If it's fun you want, get 'You Only Live Twice' - the action here is generated from its milieu - dank, meticulous, pedantic, slow, inexorable, unsensational. This is where a 6 hour TV adaptation has the edge on a feature film - cramming a le Carre plot into the latter can make it seem rushed and exciting; this film brings out all its civil-service ingloriousness superbly (although the figure of Karla is a little too SMERSHy for my tastes).

Bill Hayden says you can tell the soul of a nation from its intelligence service, and this film, despite the go-getting yuppie 80s or the success of heritage TV ('Jewel in the Crown', 'Brideshead Revisited') is perhaps the closest representation of a kind of soul, public school, Oxbridge, Whitehall, male. In equating this world with impotence and sterility (Smiley is childless), the material errs in equating homosexuality as the ultimate, literal inversion, a closing in, of minds, spirit etc.

But the metaphor of the betrayed friendship as representative of a wider betrayal is less a corny contrivance than an indication of how fundamentally incestuous this world is. These men slipping in and out of shadows are ghosts, fighting a war that doesn't exist, nitpicking over irrelevant ideological puzzles that have lost all meaning. The 'good' guys are no better than the bad - Peter Guillam, though dogged and loyal, is little more than a thug; Ricky Tarr is new yuppie incarnate in all his cocky repulsiveness.

Smiley, marvellously essayed by Alec Guinness - more obviously sharper than in the book, Hercules cleaning out the Aegean stables - loses even the barest traces of humanity, with vast reserves of calculated sadism and bureaucratic immorality, his thick glasses seeing all the detail and none of the big picture. Smiley needs the rules of the game more than anyone; without them he is left adrift in life, and the stupendous final shot shows how deeply that defeats him.

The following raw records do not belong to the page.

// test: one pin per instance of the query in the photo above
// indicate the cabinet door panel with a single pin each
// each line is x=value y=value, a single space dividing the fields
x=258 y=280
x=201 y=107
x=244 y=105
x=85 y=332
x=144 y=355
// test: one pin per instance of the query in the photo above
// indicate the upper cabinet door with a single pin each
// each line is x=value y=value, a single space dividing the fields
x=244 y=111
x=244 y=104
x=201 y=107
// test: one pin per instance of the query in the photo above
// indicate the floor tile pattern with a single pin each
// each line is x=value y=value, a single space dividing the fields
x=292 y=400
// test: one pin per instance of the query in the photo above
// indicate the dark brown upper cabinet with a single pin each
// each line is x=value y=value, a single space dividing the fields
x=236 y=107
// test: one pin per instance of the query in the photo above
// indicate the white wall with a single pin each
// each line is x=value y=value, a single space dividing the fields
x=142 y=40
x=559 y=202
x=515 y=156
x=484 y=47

Unusually for TV, this is a film of rare visual imagination, not in the mistakenly flashy, spuriously 'cinematic' sense beloved of ambitious tyros, but in its exploration of the medium's claustrophobia, as it traps its protagonists, in particular the way the camera's point of view chillingly suggests somebody else looking on, spying on the spies, making everything we see provisional, especially the flashbacks, which elide as much as they reveal.